Monsieur le maire a souhaité la bienvenue à la PI et aux gens qu’elle avait rassemblés là, et Madame la directrice de l’hôpital a expliqué qu’en raison des circonstances sanitaires, l’hôpital ne pouvait les recevoir. Mais on a compris que coincée entre l’hostilité de la direction des soins envers cette façon de pratiquer les soins psychiques et le souci de ne pas sacrifier un pan de l’histoire de la psychiatrie française où cet hôpital tient une place mythique, elle n’avait osé prendre le risque de trancher.
Froide et stérile hygiène à l’asile, précipice entre l’administration hospitalière et la pratique soignante, chaudes et vivantes humeurs humaines dans la cité, y aurait-il inversion dans l’accueil de la folie ? Après tout, si c’est le cas, tant mieux.

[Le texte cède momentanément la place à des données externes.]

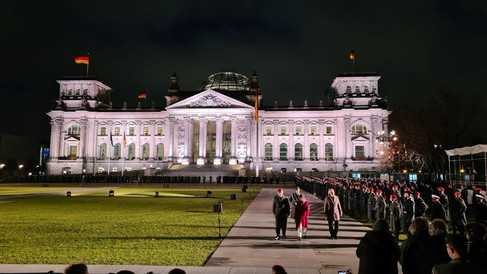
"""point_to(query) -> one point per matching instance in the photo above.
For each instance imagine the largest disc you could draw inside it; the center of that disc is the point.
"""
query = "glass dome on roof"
(226, 81)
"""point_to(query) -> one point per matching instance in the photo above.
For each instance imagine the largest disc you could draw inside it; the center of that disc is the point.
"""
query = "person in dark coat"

Être là. Bien sûr, être là après tous ces mois à se confire dans nos microcosmes, ça aère l’âme du citoyen. Mais il s’agit là du soin. Et quand on participe au soin, bien sûr, il faut être là, à son poste. C’est au moins une affaire de conscience professionnelle, de respect des collègues, des patients et du contrat social. Mais ça ne suffit pas, ou plutôt c’est autre chose. Cette cadre, Miss Ratched l’avais-je surnommée en souvenir de Vol au-dessus d’un nid de coucou, m’a expliqué, comme je lui demandais pourquoi il fallait que les infirmières de cette unité temps plein portent la blouse, que c’était pour montrer aux patients qu’ils reçoivent le même soin quel que soit le soignant qui le leur prodigue. Peu importe le soignant : indifférents, interchangeables, uniformes, ils disparaissent derrière le projet de soin prescrit… Non, ça c’est être un bon petit soldat. Être là, c’est autre chose. Dans le soin psychique, mais pas seulement, car tout soin est aussi psychique. Emmanuel Venet [1] nous a raconté comment, dans le début de sa carrière, il a reçu aux urgences une mère dont la fille venait de se jeter par la fenêtre. Que faire devant la détresse de cette femme, qui par ailleurs n’était pas folle ? Il ne savait pas. Mais il s’est dit qu’il lui fallait supporter cette détresse, écouter, penser, être là. Pierre Delion [2], qui introduisait les travaux avec lui ce vendredi matin, a évoqué en écho comment il fallait être là pour prendre en charge le patient, prendre sur son dos une part (50 % a-t-il dit ; c’est beaucoup, mais peu importe le chiffre) de ce que celui-ci supporte, pour l’en décharger : fonction phorique. Et comment ensuite, en rentrant chez lui, le soir, le soignant devait se débrouiller avec toutes ces charges de la journée, en faire quelque chose, et comment les constellations, le collectif, pouvaient y aider. Avec pour résultat de soulager un peu tout le monde, fonction euphorique a-t-il alors été suggéré, mais aussi de faire société au moyen de ce partage, et même culture, fonction métaphorique. Porter, traiter, et restituer sous forme civilisatrice, ce fardeau, c’est ça le soin psychique.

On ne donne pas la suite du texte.